PRETEND IT’S MY BODY
by Luke Dani Blue
The Feminist Press, Fall 2022
(via Defiore & Company)
In the vein of Carmen Maria Machado, Kelly Link, and Daniel Lavery, and born of the author’s experience in and between genders, these stories blur the line between fantasy and reality, between the lives we wish for and the ones we actually lead, excavating new meanings from our varied dysphorias. Ranging from a tornado survivor grappling with a new identity, to a trans teen psychic that can only read undecided minds, from a woman telling her family of her plans to upload her consciousness and abandon her body, to con artists, runaways, and lost souls returning home, Blue’s characters all share an insistence on forging their own realities. Surreal, darkly funny, and always tender, PRETEND IT’S MY BODY is a collection bound together by the act of searching – for a story of one’s own, for a glimpse of certainty, and for a spark of recognition in others.

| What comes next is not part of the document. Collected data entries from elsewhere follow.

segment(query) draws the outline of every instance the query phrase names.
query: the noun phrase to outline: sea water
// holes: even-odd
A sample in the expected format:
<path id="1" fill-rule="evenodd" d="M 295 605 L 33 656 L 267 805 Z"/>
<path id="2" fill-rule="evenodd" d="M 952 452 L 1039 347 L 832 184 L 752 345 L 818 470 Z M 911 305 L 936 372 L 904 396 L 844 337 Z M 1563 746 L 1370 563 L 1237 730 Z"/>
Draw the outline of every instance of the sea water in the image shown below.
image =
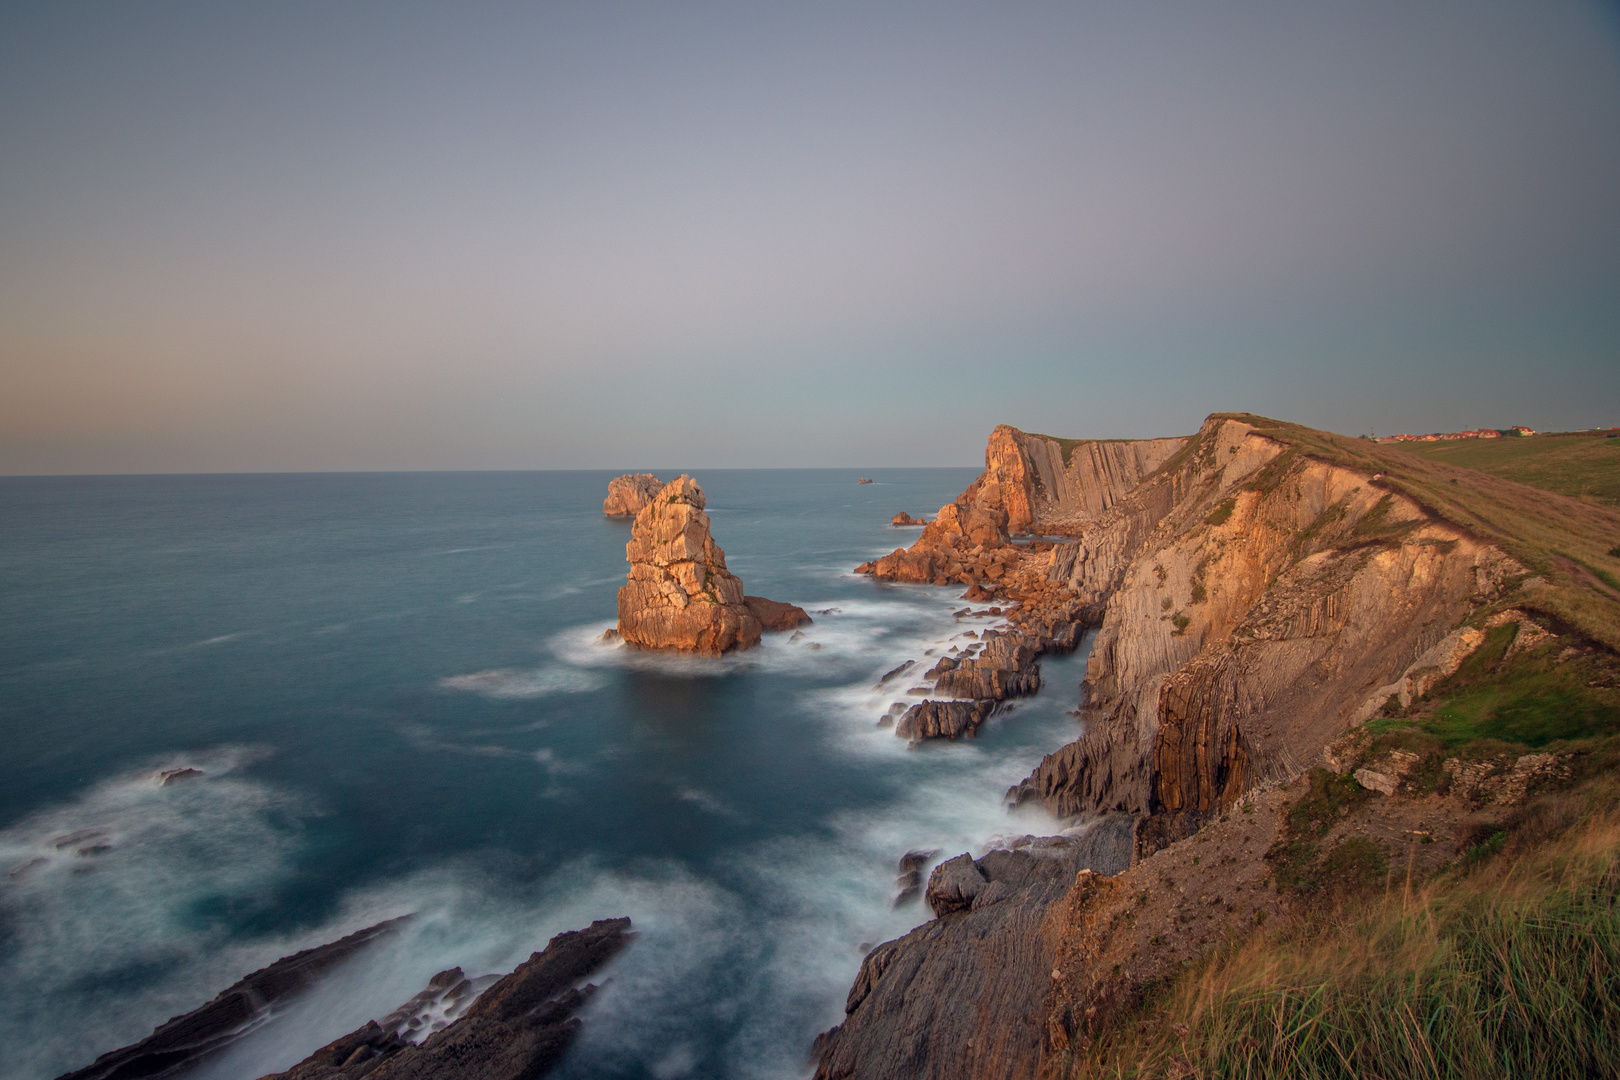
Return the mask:
<path id="1" fill-rule="evenodd" d="M 900 856 L 1051 831 L 1002 796 L 1078 733 L 1085 649 L 977 739 L 877 725 L 916 700 L 885 672 L 997 620 L 851 569 L 972 470 L 701 473 L 748 592 L 815 619 L 718 660 L 599 640 L 611 475 L 0 479 L 0 1075 L 413 913 L 200 1075 L 628 915 L 563 1075 L 799 1076 L 863 951 L 930 917 Z"/>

“The magic in [the short story] “Bad Things That Happen to Girls,” is so subtle and slow-building and so unprepossessing that, while reading it, I understood I was holding my breath only when the story started to swim before me…It’s a story that aches with truth and desperation, and I marvel at the way Blue ratchets up the motion, breath by breath, to the story’s logical but stunning end.” —Lauren Groff, author of Fates and Furies and Florida
Luke Dani Blue’s stories have appeared in the Colorado Review, Crab Orchard Review, and have been included on the list of the year’s most distinguished stories in Best American Short Stories 2016. They have an MFA from San Francisco State University and currently live in Alberta, Canada.